Some bacterial species have small internal protein capsules in which certain reactions take place. These compartments, termed encapsulins, act as bacterial semiorganelles.
Scientists at the Centro Nacional de Biotecnología of the CSIC (CNB-CSIC), in collaboration the University of Twente (The Netherlands), have now described the structural characteristics of these nanometric cages. The results suggest that encapsulins could be used as therapeutic agents, biosensors, bioreactors, or have other nanotechnological applications. The study was published in the journal ACS Nano.
The authors used electron cryomicroscopy techniques to decipher the three-dimensional structure of encapsulins. In addition, they showed that encapsulins are robust, stable, and functional both in vitro and in vivo. "We found that encapsulins immobilized on a surface are able to act as bioreactors. We also observed that they are internalized by cells in culture, which makes them candidate vehicles for therapeutic agents in controlled drug release," explains José R. Castón, CNB-CSIC researcher and author of the study.
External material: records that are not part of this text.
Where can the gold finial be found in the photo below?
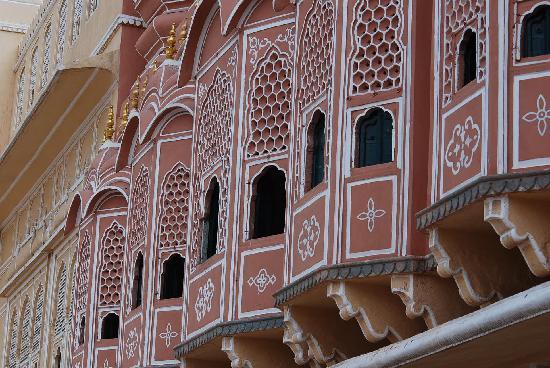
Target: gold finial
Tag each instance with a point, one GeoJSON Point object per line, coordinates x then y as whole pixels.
{"type": "Point", "coordinates": [125, 115]}
{"type": "Point", "coordinates": [110, 127]}
{"type": "Point", "coordinates": [170, 48]}
{"type": "Point", "coordinates": [134, 99]}
{"type": "Point", "coordinates": [183, 33]}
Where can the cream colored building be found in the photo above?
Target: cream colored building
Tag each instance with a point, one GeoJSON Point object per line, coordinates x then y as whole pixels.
{"type": "Point", "coordinates": [59, 75]}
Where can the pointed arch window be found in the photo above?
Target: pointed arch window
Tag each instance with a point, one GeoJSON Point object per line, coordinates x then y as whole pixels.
{"type": "Point", "coordinates": [467, 59]}
{"type": "Point", "coordinates": [269, 203]}
{"type": "Point", "coordinates": [374, 139]}
{"type": "Point", "coordinates": [536, 33]}
{"type": "Point", "coordinates": [57, 359]}
{"type": "Point", "coordinates": [210, 221]}
{"type": "Point", "coordinates": [81, 329]}
{"type": "Point", "coordinates": [316, 140]}
{"type": "Point", "coordinates": [172, 277]}
{"type": "Point", "coordinates": [12, 354]}
{"type": "Point", "coordinates": [62, 32]}
{"type": "Point", "coordinates": [137, 283]}
{"type": "Point", "coordinates": [109, 326]}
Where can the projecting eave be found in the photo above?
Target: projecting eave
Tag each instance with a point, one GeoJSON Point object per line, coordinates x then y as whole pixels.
{"type": "Point", "coordinates": [489, 337]}
{"type": "Point", "coordinates": [68, 99]}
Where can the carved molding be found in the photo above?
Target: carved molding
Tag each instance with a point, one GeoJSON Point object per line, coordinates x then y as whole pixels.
{"type": "Point", "coordinates": [306, 347]}
{"type": "Point", "coordinates": [354, 271]}
{"type": "Point", "coordinates": [482, 269]}
{"type": "Point", "coordinates": [434, 299]}
{"type": "Point", "coordinates": [375, 308]}
{"type": "Point", "coordinates": [228, 329]}
{"type": "Point", "coordinates": [522, 223]}
{"type": "Point", "coordinates": [479, 189]}
{"type": "Point", "coordinates": [250, 352]}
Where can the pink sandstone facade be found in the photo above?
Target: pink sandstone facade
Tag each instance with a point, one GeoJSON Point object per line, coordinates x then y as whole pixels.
{"type": "Point", "coordinates": [318, 183]}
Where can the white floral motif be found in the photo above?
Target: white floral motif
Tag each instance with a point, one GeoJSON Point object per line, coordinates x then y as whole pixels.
{"type": "Point", "coordinates": [168, 335]}
{"type": "Point", "coordinates": [203, 304]}
{"type": "Point", "coordinates": [540, 116]}
{"type": "Point", "coordinates": [371, 215]}
{"type": "Point", "coordinates": [462, 146]}
{"type": "Point", "coordinates": [262, 280]}
{"type": "Point", "coordinates": [308, 238]}
{"type": "Point", "coordinates": [131, 343]}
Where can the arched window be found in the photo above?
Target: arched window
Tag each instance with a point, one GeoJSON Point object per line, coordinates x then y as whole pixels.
{"type": "Point", "coordinates": [269, 203]}
{"type": "Point", "coordinates": [109, 326]}
{"type": "Point", "coordinates": [374, 139]}
{"type": "Point", "coordinates": [137, 284]}
{"type": "Point", "coordinates": [171, 285]}
{"type": "Point", "coordinates": [210, 221]}
{"type": "Point", "coordinates": [467, 59]}
{"type": "Point", "coordinates": [315, 161]}
{"type": "Point", "coordinates": [81, 330]}
{"type": "Point", "coordinates": [57, 359]}
{"type": "Point", "coordinates": [536, 33]}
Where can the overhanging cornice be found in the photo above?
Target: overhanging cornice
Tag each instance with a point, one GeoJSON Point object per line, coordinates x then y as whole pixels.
{"type": "Point", "coordinates": [69, 97]}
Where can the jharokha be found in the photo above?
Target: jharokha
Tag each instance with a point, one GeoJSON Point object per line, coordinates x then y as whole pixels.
{"type": "Point", "coordinates": [274, 183]}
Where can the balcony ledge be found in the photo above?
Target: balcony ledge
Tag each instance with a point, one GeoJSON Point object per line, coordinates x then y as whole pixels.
{"type": "Point", "coordinates": [68, 99]}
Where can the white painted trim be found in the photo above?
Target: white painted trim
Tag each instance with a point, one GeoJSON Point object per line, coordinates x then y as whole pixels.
{"type": "Point", "coordinates": [326, 220]}
{"type": "Point", "coordinates": [483, 143]}
{"type": "Point", "coordinates": [242, 281]}
{"type": "Point", "coordinates": [13, 27]}
{"type": "Point", "coordinates": [394, 214]}
{"type": "Point", "coordinates": [517, 163]}
{"type": "Point", "coordinates": [122, 19]}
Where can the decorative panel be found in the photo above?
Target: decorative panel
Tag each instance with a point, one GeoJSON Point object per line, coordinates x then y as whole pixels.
{"type": "Point", "coordinates": [463, 149]}
{"type": "Point", "coordinates": [112, 250]}
{"type": "Point", "coordinates": [371, 218]}
{"type": "Point", "coordinates": [139, 211]}
{"type": "Point", "coordinates": [377, 57]}
{"type": "Point", "coordinates": [531, 126]}
{"type": "Point", "coordinates": [174, 207]}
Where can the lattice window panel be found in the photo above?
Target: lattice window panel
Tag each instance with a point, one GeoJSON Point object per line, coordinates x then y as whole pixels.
{"type": "Point", "coordinates": [81, 295]}
{"type": "Point", "coordinates": [112, 250]}
{"type": "Point", "coordinates": [25, 333]}
{"type": "Point", "coordinates": [47, 54]}
{"type": "Point", "coordinates": [77, 19]}
{"type": "Point", "coordinates": [60, 310]}
{"type": "Point", "coordinates": [317, 46]}
{"type": "Point", "coordinates": [92, 6]}
{"type": "Point", "coordinates": [174, 207]}
{"type": "Point", "coordinates": [270, 105]}
{"type": "Point", "coordinates": [213, 147]}
{"type": "Point", "coordinates": [63, 14]}
{"type": "Point", "coordinates": [12, 355]}
{"type": "Point", "coordinates": [138, 214]}
{"type": "Point", "coordinates": [32, 82]}
{"type": "Point", "coordinates": [37, 329]}
{"type": "Point", "coordinates": [378, 51]}
{"type": "Point", "coordinates": [460, 14]}
{"type": "Point", "coordinates": [20, 96]}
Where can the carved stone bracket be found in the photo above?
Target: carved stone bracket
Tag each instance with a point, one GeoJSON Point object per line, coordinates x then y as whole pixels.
{"type": "Point", "coordinates": [522, 222]}
{"type": "Point", "coordinates": [378, 312]}
{"type": "Point", "coordinates": [433, 298]}
{"type": "Point", "coordinates": [483, 270]}
{"type": "Point", "coordinates": [234, 355]}
{"type": "Point", "coordinates": [247, 352]}
{"type": "Point", "coordinates": [306, 335]}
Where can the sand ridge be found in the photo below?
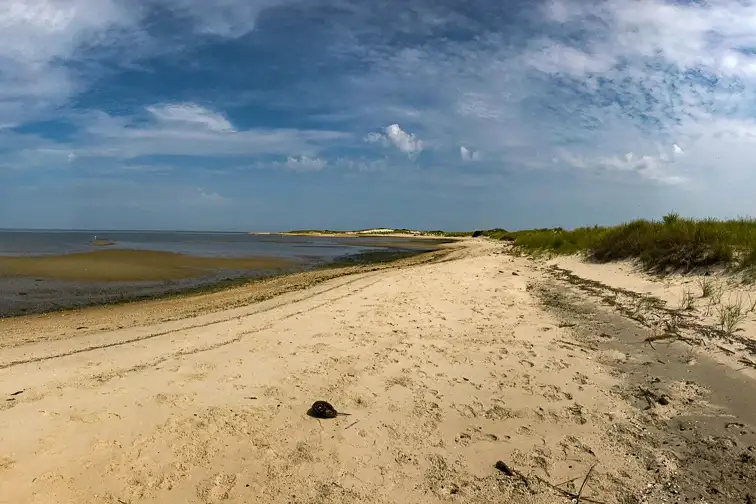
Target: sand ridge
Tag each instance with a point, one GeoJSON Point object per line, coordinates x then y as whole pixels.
{"type": "Point", "coordinates": [446, 367]}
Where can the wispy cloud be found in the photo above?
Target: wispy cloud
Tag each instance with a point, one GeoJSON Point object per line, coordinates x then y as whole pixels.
{"type": "Point", "coordinates": [190, 114]}
{"type": "Point", "coordinates": [305, 164]}
{"type": "Point", "coordinates": [657, 92]}
{"type": "Point", "coordinates": [468, 155]}
{"type": "Point", "coordinates": [394, 135]}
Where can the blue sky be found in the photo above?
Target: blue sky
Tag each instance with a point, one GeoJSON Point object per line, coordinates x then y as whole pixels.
{"type": "Point", "coordinates": [276, 114]}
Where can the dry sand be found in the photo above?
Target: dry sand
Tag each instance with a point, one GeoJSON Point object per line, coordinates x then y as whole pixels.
{"type": "Point", "coordinates": [445, 367]}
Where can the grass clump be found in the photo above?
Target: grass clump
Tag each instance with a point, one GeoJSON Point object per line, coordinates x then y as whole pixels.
{"type": "Point", "coordinates": [670, 244]}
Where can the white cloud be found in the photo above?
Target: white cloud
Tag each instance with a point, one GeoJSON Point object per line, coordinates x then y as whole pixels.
{"type": "Point", "coordinates": [225, 18]}
{"type": "Point", "coordinates": [305, 164]}
{"type": "Point", "coordinates": [210, 197]}
{"type": "Point", "coordinates": [653, 168]}
{"type": "Point", "coordinates": [468, 155]}
{"type": "Point", "coordinates": [190, 114]}
{"type": "Point", "coordinates": [37, 35]}
{"type": "Point", "coordinates": [191, 130]}
{"type": "Point", "coordinates": [395, 136]}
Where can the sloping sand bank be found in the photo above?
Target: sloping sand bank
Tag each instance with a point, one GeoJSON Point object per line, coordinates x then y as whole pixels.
{"type": "Point", "coordinates": [445, 367]}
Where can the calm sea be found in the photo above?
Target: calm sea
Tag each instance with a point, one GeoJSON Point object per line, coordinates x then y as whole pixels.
{"type": "Point", "coordinates": [33, 242]}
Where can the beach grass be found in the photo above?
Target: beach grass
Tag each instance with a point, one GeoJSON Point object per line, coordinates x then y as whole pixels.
{"type": "Point", "coordinates": [114, 265]}
{"type": "Point", "coordinates": [672, 243]}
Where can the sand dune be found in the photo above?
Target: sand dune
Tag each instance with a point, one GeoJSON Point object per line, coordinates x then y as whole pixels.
{"type": "Point", "coordinates": [445, 367]}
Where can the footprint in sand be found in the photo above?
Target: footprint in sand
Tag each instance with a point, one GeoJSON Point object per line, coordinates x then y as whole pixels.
{"type": "Point", "coordinates": [217, 488]}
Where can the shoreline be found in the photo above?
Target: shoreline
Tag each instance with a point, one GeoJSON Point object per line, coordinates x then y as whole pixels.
{"type": "Point", "coordinates": [466, 371]}
{"type": "Point", "coordinates": [207, 299]}
{"type": "Point", "coordinates": [119, 276]}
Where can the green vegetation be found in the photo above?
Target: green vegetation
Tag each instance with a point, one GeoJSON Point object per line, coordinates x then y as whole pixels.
{"type": "Point", "coordinates": [670, 244]}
One of the most important characteristics of encapsulins is their porosity. Tiny holes on their surface (a few nanometers in diameter) allows smaller molecules to enter and exit freely. The largest proteins are confined in the interior, where they carry out specific reactions.
Utility as biosensors and as drug vehicles
To study their function as nanoreactors, the scientists immobilized the encapsulins on a glass surface. After addtion of appropriate substrates to the medium, the protein trapped within retained its ability to carry out the appropriate reaction.
For the second experiment, encapsulins bearing an easily detectable fluorescent protein were used. When cultured together with macrophages, the encapsulins were internalized by the cells.
Although virus capsids and other protein nanostructures are already widely studied as vehicles or bioreactors, this study is one of the first to focus on encapsulins. "We know very little about them. It is thought that they might have originally been viruses that were internalized and incorporated by the bacteria. Or vice versa– the encapsulins could have been the origin of the viruses,” explains Castón. “This study is the first probe of their structure and possible applications".
.
- Putri RM, Allende-Ballestero C, Luque D, Klem R, Rousou KA, Liu A, Traulsen CH, Rurup WF, Koay MST, Castón JR, Cornelissen JJLM. Structural Characterization of Native and Modified Encapsulins as Nanoplatforms for in Vitro Catalysis and Cellular Uptake. ACS Nano. 2017 Dec 1. doi: 10.1021/acsnano.7b07669.